The pure yeast strain isolation procedure worked out by Hansen was transferred to the wine industry by the German Julius Wortmann, who founded the ‘Geisenheim Yeast Breeding Center’ in 1894 [1,2]. The isolation of pure yeast strains in Geisenheim had been initiated in the early 1890s and these strains are still preserved today. Today’s strain maintenance relies on deep freezing of culture collections at −80 °C, while supplies for the industry are generally provided as instant dry yeasts [17,18].

Yet, at the Geisenheim Yeast Breeding Center, stocks were originally maintained as slants with a paraffin overlay. Cultures were stored either in this manner or, even simpler, in plain water [5,6]. A recent report analyzed long-term storage (12 years) of >1000 stocks and provided evidence that water storage yielded survival rates of 98.9%, closely resembling that of frozen stocks (99.5%), while survival rates under a mineral oil layer were a bit less with 88.2% [10]. Two racks of Geisenheim yeast stocks were kept over the years, more as display items than out of necessity. Such a long-term storage has not been previously reported. In fact, it is not entirely clear anymore when exactly these stocks were generated (besides the fact that they are very old and between 30 and 60 years of age). Collectively, these studies show, however, that yeast strain collections can be routinely kept under a zero-emission regime, which could be used as an incentive to reduce the energy-demanding storage of cultures at −80 °C.

The ‘old’ Geisenheim yeast strains can be both a heritage and a source of new strains for yeast breeding programs. As a heritage, they could be used to strengthen the local character of wines produced with them and thus contribute to the terroir of these wines [19,20,21]. To be useful as a breeding stock, these old strains need to be characterized in more detail, preferably including their genomes [22,23]. In our study, the yeast with the most pronounced flavor production capability of alcohols and esters was the S. cerevisiae strain Rüdesheimer Hinterhaus 1893 (‘Hinterhaus’ refers to backyard). It was apparent that this strain is a remarkable producer of acetate esters, but not so of medium chain fatty esters. The former are produced by the acetyl transferases Atf1 and Atf2, while the latter are generated by the acyl-coenzymeA:ethanol O-acyltransferases Eeb1 and Eht1 [24,25]. This suggests strong activity of the ATF alcohol acetyl-coA transferases in the Rüdesheimer Hinterhaus strain isolated already in 1893, with reduced formation of medium chain fatty acids. It will be interesting to explore these properties through a full-scale wine fermentation trial and use in-depth genomics and transcriptomics to generate molecular markers for yeast breeding.
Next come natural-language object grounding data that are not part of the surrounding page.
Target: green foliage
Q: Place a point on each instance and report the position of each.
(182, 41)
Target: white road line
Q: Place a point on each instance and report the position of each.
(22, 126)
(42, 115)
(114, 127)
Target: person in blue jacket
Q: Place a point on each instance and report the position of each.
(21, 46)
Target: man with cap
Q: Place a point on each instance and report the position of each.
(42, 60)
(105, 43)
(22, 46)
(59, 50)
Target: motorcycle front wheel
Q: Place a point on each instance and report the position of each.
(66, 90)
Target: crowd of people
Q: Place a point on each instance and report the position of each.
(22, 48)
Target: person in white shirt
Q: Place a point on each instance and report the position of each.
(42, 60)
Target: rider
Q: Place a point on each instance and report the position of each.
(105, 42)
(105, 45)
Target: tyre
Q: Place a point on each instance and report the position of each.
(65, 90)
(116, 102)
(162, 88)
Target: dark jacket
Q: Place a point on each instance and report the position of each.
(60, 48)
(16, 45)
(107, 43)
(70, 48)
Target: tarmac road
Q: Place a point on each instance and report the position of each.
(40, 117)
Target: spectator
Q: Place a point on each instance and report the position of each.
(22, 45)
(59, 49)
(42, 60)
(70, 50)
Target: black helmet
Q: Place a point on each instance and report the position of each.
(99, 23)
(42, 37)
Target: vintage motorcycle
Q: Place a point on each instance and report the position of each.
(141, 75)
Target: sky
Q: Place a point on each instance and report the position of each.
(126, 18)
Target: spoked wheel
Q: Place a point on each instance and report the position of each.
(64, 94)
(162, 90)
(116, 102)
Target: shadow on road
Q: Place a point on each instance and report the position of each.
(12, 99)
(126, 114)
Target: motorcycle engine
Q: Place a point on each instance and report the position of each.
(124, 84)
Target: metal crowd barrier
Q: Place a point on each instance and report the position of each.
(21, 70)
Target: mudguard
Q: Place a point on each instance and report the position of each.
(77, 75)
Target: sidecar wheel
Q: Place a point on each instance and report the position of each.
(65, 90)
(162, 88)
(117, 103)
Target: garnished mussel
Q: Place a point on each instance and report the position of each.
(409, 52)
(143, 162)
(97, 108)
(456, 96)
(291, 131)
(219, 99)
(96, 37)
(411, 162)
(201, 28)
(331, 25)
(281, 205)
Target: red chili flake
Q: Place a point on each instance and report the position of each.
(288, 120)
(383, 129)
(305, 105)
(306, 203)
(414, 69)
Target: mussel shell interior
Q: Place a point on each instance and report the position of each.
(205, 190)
The strive for more volatile aromas has spurred the search for alternative yeasts and renewed the interest in spontaneous fermentations [26]. Yet, due to the unpredictable and inconsistent outcomes of spontaneous fermentations, the development of improved starter cultures or consortia may provide better alternatives [27,28].

5. Conclusions

In conclusion, our study of yeast isolates stored for a very long period opens several new research avenues in the use of these strains, either directly as starter cultures or as stocks for the Geisenheim Yeast Breeding Center; both will be interesting to exploit in the future. For general use, our data and previous work, e.g., on water cultures show that zero-emission strain-keeping of yeast cultures is feasible and should be more generally exploited.